Question: Determine which of these computational problems are NP-complete.
- Determining whether a number with $n$ digits is a prime number.
- Determining whether a graph with $n$ nodes has a hamiltoncycle.
- Determining whether a graph with $n$ nodes has an eulercycle.
- Determining whether a graph with $n$ nodes can be coloured with $2$ colors.
- Determining whether a graph with $n$ nodes can be colored with $3$ colors.
My Attempts:
1) I'm not sure if this is correct because the question specifies the number of digits to be $n$ and not that the actual prime number is $n$. So in the latter case, we only need to check the division of $n$ with primes that are less than $\sqrt{n}$. This reasoning doesnt feel correct.

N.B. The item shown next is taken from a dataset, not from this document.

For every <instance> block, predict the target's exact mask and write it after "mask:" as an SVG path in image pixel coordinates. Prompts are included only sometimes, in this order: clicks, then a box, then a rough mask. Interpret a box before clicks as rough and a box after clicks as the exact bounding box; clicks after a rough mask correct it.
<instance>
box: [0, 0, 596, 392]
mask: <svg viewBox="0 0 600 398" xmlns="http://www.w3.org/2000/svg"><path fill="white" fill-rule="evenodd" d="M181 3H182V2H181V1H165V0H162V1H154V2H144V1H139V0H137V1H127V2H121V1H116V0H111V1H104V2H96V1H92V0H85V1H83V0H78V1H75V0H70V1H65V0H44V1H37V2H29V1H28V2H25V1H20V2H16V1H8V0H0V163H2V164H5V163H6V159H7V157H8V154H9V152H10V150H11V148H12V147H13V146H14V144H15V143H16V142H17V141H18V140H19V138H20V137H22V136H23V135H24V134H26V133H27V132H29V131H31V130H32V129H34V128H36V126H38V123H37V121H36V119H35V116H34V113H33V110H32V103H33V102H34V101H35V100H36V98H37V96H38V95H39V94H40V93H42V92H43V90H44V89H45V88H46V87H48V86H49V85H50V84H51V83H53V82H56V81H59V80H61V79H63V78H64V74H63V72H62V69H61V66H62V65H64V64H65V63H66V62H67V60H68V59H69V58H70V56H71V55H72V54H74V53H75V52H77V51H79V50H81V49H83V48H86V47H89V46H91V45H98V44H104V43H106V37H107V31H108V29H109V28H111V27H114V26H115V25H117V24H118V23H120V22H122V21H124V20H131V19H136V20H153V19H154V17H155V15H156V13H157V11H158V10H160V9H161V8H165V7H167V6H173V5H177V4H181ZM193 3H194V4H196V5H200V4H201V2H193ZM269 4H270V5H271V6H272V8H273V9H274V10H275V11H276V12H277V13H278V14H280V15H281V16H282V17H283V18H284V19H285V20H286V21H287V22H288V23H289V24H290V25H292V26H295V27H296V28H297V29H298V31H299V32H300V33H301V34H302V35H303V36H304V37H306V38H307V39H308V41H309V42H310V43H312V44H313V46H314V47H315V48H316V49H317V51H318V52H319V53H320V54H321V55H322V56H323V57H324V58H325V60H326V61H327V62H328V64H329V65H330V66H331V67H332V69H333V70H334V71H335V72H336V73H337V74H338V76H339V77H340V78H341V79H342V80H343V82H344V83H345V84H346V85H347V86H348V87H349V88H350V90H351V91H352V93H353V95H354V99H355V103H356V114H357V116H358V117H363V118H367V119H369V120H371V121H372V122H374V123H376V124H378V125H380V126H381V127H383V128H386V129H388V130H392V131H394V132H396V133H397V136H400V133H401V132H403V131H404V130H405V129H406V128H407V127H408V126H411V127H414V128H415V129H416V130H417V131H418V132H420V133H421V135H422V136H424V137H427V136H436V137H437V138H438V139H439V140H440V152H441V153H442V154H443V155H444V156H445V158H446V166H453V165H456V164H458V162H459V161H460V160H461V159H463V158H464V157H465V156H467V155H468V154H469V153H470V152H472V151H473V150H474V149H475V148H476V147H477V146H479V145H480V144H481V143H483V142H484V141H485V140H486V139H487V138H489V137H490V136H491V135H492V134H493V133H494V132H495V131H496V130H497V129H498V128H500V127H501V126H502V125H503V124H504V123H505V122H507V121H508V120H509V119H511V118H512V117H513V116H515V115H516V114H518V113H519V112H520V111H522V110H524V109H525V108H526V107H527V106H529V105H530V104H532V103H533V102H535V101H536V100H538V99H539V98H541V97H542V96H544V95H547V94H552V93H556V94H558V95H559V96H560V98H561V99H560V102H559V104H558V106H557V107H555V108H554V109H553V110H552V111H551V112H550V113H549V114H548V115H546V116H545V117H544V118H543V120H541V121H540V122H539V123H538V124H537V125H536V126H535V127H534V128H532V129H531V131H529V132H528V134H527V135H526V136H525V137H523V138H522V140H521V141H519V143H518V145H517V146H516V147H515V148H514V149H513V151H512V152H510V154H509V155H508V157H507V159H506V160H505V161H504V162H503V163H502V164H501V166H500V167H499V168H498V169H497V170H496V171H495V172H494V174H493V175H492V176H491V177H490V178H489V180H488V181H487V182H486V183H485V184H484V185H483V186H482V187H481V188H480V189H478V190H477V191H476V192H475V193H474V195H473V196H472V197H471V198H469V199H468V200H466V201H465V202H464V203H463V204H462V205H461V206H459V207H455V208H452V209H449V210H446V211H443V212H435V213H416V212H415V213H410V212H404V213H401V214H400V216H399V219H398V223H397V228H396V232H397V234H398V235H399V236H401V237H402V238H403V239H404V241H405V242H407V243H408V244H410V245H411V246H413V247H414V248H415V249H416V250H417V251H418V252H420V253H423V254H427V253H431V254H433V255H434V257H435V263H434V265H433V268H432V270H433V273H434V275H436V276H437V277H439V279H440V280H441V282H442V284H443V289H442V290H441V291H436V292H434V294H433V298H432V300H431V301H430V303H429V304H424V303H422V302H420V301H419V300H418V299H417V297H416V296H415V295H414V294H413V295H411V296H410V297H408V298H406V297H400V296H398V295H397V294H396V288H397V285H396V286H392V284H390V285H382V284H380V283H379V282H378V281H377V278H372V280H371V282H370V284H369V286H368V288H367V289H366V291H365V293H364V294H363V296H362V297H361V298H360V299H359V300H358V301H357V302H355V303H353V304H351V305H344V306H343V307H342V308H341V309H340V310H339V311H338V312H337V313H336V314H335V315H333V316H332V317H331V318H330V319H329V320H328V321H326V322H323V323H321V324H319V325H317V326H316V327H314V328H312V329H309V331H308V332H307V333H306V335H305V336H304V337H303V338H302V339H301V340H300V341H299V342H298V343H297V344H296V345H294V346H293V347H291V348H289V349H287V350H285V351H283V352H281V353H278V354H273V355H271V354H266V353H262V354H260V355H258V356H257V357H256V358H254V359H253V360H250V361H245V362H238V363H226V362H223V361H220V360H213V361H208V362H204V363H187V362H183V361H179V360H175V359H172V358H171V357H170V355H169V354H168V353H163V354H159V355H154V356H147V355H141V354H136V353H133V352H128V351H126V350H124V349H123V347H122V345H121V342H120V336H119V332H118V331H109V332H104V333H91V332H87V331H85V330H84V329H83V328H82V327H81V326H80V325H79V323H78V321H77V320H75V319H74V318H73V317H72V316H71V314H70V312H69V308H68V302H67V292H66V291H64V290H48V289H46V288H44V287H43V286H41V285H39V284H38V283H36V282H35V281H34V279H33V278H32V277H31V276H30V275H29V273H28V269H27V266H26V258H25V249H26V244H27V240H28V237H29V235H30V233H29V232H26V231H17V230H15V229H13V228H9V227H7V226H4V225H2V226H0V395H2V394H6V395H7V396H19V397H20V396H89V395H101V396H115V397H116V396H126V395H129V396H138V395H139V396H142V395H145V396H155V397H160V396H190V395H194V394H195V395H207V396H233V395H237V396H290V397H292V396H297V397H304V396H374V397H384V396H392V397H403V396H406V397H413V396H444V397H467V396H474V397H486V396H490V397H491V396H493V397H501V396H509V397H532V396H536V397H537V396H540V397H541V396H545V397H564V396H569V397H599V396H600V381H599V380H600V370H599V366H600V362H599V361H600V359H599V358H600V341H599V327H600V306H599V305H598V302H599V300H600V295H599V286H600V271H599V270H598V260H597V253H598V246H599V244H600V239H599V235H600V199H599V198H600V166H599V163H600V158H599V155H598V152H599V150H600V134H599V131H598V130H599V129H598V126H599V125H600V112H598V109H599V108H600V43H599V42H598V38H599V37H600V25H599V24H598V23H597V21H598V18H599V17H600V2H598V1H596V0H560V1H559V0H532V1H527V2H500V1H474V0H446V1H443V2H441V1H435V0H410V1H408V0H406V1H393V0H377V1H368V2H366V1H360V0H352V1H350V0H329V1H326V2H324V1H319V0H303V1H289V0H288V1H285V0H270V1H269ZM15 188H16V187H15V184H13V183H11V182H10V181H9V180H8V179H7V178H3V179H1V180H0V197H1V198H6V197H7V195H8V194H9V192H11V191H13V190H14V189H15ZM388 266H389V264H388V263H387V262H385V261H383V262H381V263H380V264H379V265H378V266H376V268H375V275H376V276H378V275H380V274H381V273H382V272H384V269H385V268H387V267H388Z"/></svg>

2) So if we first choose one node we can choose among $n$ of them, then we can choose to go to $n-1$ other nodes, and then $n-2$ and so on. So we get $n!$ which is not in polynomial time, thus it is NP-complete.
3) This one is trickier, i can't really use a similar argument as for the hamiltoncycle. I don't know the number of edges. How should I think here?
4) I assume that a coloring here should be such that no neighbouring/connected nodes have the same colour. But I have no idea how these $n$ nodes are connected in order to figure this out?
5) Same question as 4) essentially.
1):
It is known that primality testing is in P. But this is not at all straightforward. You can read about the algorithm here or consult the paper itself: https://en.wikipedia.org/wiki/AKS_primality_test
The problem with your argumentation is that when we refer to polynomial time we mean that with respect to the input length. Now to represent n we need $O(log(n))$ bits. So the input length is order $O(log(n))$. Your proposed algorithm of checking all the values up to $\sqrt{n}$ would satisfy (for asymptotic complexity): $$\Omega(\sqrt{n}) = \Omega(\sqrt{exp(log(n))}) = \Omega(exp(1/2log(n)))$$
Thus that is at least exponential in the input length.
2):
This is in fact NP-complete. In order to prove this you have to prove that it is in NP and that it is NP-hard. It is not too hard to prove that it is in NP: You could guess a circle consisting of all nodes and check in polynomial time that it is actually hamiltonian. It is more difficult to prove that this is NP-hard. You might want to have a look at reductions for this.
Note that your argument is not valid. You cannot conclude that something is NP-complete just because the only algorithm you found is outside of P.
3):
It is even possible to find an Eulerian path in linear time (in the number of edges). Note that there are at most $n^2$ edges in any simple undirected graph (where n is the number of nodes). You can try to find a polynomial algorithm yourself or just look it up on wikipedia. Hint to find the algorithm: Be Greedy.
4):
Your assumption is correct. Note that a graph can be colored with 2 colors if and only if it is bipartite. This can be done in polynomial time. My hint is to look at BFS (breadth first search).
5):
This is NP-complete. In order to show that you have to show that it is in NP (just give a nondeterministic polynomial algorithm that solves it) and that it is NP-hard. Again this is not very straightforward and you'll need to know about reductions to do this.
Link to wikipedia's page about reduction: https://en.wikipedia.org/wiki/Reduction_(complexity)
Feel free to ask if anything I wrote is unclear or if you'd like more information on reductions.